Been using head and shoulders as my hair looks like the alps if i dont. But I have seen this on facebook Im so scared.

People have been getting some kind of infestation in their skin. 

looks gross, my friend says its because head and shoulders is made of maggots that eat the dead skin thats how it works.

Anyone got this from head and shoulders yet?


----------



## JuggernautJake

head and shoulders also makes me grow a lotus pod on my back


----------



## BettySwallocks

yeah on my bell end.


----------



## 1manarmy

this has to be a joke


----------



## Gary29

1manarmy said:


> this has to be a joke


A **** one.


----------



## Wheyman

JuggernautJake said:


> head and shoulders also makes me grow a lotus pod on my back


oh its called a lotus pod infection, makes sense as it kinda looks like one


----------



## seandog69

pffft you all complain about wanting to get bigger and so go on a cycle but neglect to use head and shoulders to become the next step of human evolution, get on my level and be one with the hive


----------



## GGLynch89

I give this thread a Mongloid/10


----------



## FlunkyTurtle

dude - I just got this image out of my head.

Back in the shower i go...


----------



## JuggernautJake

FlunkyTurtle said:


> dude - I just got this image out of my head.
> 
> Back in the shower i go...


you think thats bad...I just googled "lotus pod infection" couple of rows down on google images...absolutely rancid picture on there that made me say "fu.ck me" out loud


----------



## Wheyman

JuggernautJake said:


> you think thats bad...I just googled "lotus pod infection" couple of rows down on google images...absolutely rancid picture on there that made me say "fu.ck me" out loud


nver buy eye drops from the market


----------



## kuju

It's. A. Scam.

No really....


----------



## JuggernautJake

Wheyman said:


> nver buy eye drops from the market


have a look lower down the images page then this...not gonna post it because its pretty graphic like...but its an eye related one lol


----------



## Wheyman

JuggernautJake said:


> have a look lower down the images page then this...not gonna post it because its pretty graphic like...but its an eye related one lol


Screwworm? nah thats fake mate, screwworms a scam


----------



## JuggernautJake

Wheyman said:


> Screwworm? nah thats fake mate, screwworms a scam


yeah that one...looked real to me...if its fake then its defo a practical effect because its not a photo shop


----------



## Wheyman

JuggernautJake said:


> yeah that one...looked real to me...if its fake then its defo a practical effect because its not a photo shop


im kidding its the other way round, what you saw was real, real as it gets son.


----------



## FlunkyTurtle

JuggernautJake said:


> you think thats bad...I just googled "lotus pod infection" couple of rows down on google images...absolutely rancid picture on there that made me say "fu.ck me" out loud


Still got goosebumps feel genuinely sick.

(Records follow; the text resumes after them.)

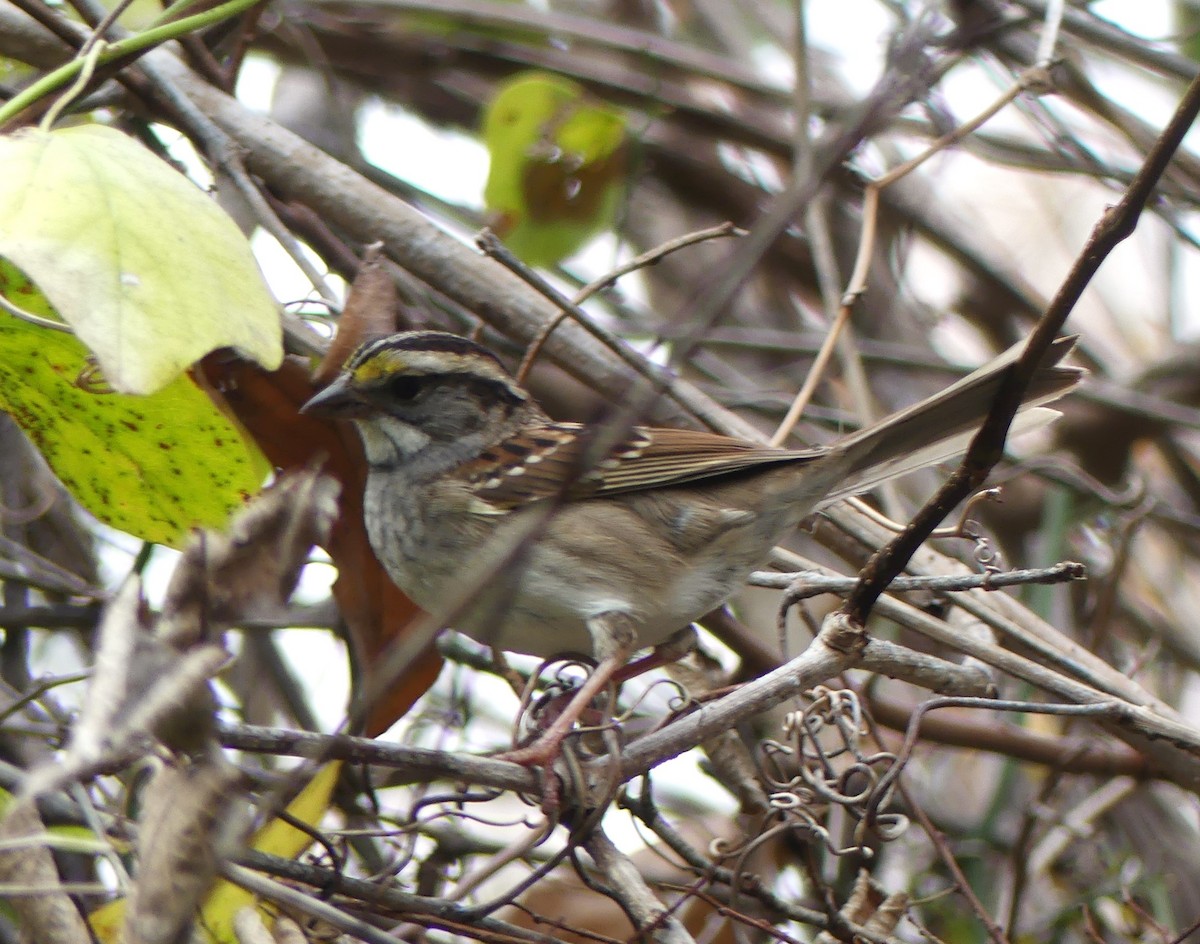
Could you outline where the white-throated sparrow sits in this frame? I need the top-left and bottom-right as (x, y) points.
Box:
(305, 331), (1082, 762)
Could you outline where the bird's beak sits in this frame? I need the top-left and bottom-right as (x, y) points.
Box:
(300, 374), (368, 420)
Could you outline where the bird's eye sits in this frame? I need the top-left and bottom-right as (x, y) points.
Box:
(388, 375), (425, 401)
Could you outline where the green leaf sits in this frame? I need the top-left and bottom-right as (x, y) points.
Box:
(0, 260), (269, 547)
(484, 72), (626, 265)
(0, 125), (283, 393)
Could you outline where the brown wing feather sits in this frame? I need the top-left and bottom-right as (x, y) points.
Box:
(462, 423), (821, 507)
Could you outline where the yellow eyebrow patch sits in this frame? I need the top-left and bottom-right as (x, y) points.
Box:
(352, 350), (409, 384)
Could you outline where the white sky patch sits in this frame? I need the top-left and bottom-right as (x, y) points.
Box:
(359, 98), (487, 208)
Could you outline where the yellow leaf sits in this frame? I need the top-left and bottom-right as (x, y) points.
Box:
(484, 72), (625, 265)
(0, 125), (283, 393)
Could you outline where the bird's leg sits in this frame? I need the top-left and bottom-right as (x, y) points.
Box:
(497, 612), (637, 766)
(613, 626), (696, 683)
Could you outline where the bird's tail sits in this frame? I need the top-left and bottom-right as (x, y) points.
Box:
(821, 337), (1087, 505)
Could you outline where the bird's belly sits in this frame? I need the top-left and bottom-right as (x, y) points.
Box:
(367, 497), (796, 657)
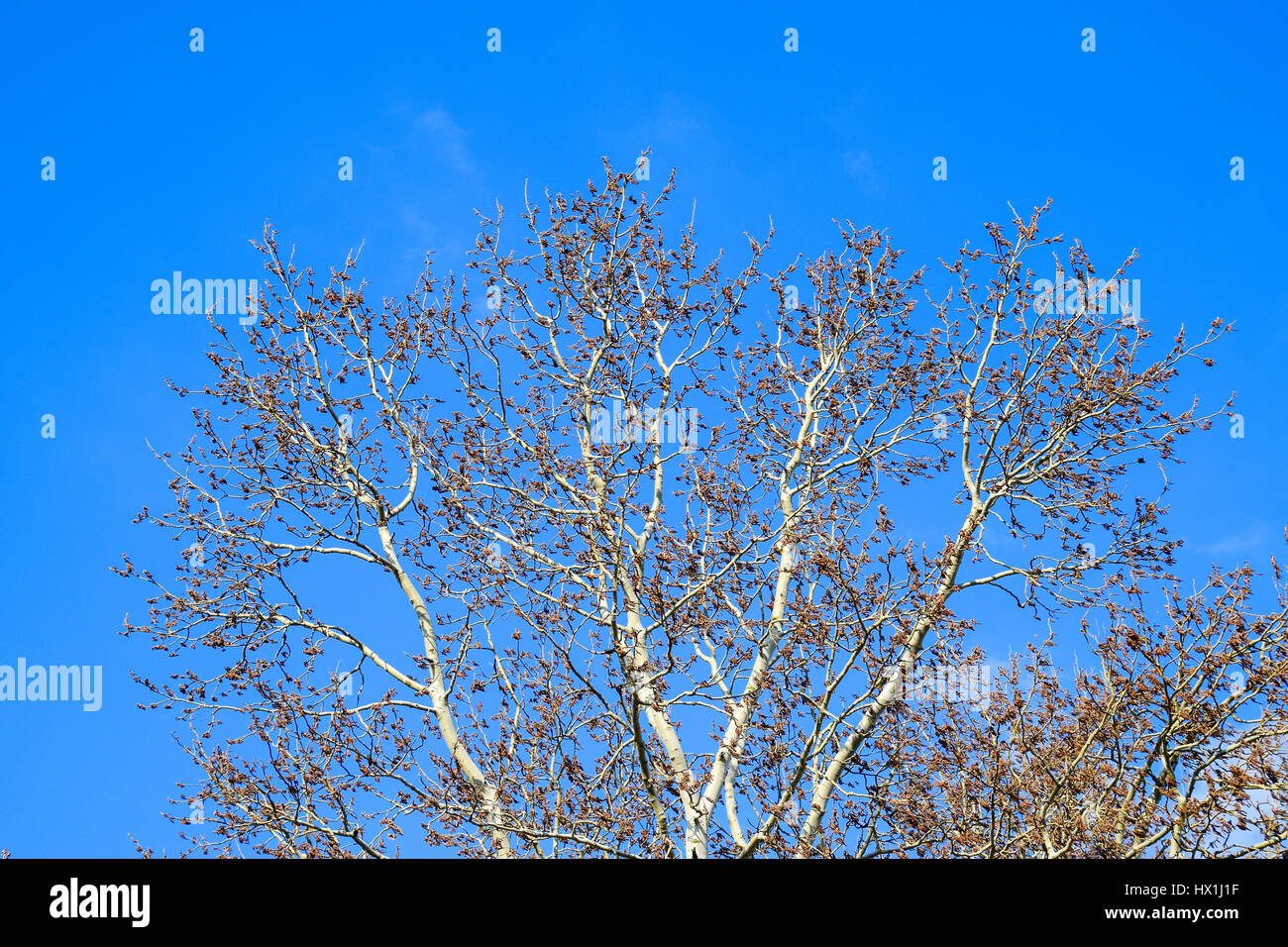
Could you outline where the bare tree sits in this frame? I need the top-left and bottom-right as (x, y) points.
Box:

Apparently it's a type of phobia? talking about it at work and some other woman is propery freaky about it as well.


----------



## Wheyman

FlunkyTurtle said:


> Still got goosebumps feel genuinely sick.
> 
> Apparently it's a type of phobia? talking about it at work and some other woman is propery freaky about it as well.


same here, great for my Intermittant fasting, 45 mins into my eating window and still not hungry, which as im on a cut is a good thing.


----------



## bartonz20let

JuggernautJake said:


> you think thats bad...I just googled "lotus pod infection" couple of rows down on google images...absolutely rancid picture on there that made me say "fu.ck me" out loud


Fooks sake, why did I just google that.

Eyes are itching now


----------



## Wheyman

bartonz20let said:


> Fooks sake, why did I just google that.
> 
> Eyes are itching now


itching eyes is the first sign


----------



## JuggernautJake

FlunkyTurtle said:


> Still got goosebumps feel genuinely sick.
> 
> Apparently it's a type of phobia? talking about it at work and some other woman is propery freaky about it as well.


it doesn't make me squeamish per se...but it does put me in a bad mood seeing people that have some horrendous condition or disgusting growth/deformity...something about seeing a mutilated human just makes me upset...


----------



## bartonz20let

Wheyman said:


> itching eyes is the first sign


Off to go gouge my eyes out with the closest available fork then, I'll report back and let you know if I managed to stem the infection


----------



## FlunkyTurtle

JuggernautJake said:


> it doesn't make me squeamish per se...but it does put me in a bad mood seeing people that have some horrendous condition or disgusting growth/deformity...something about seeing a mutilated human just makes me upset...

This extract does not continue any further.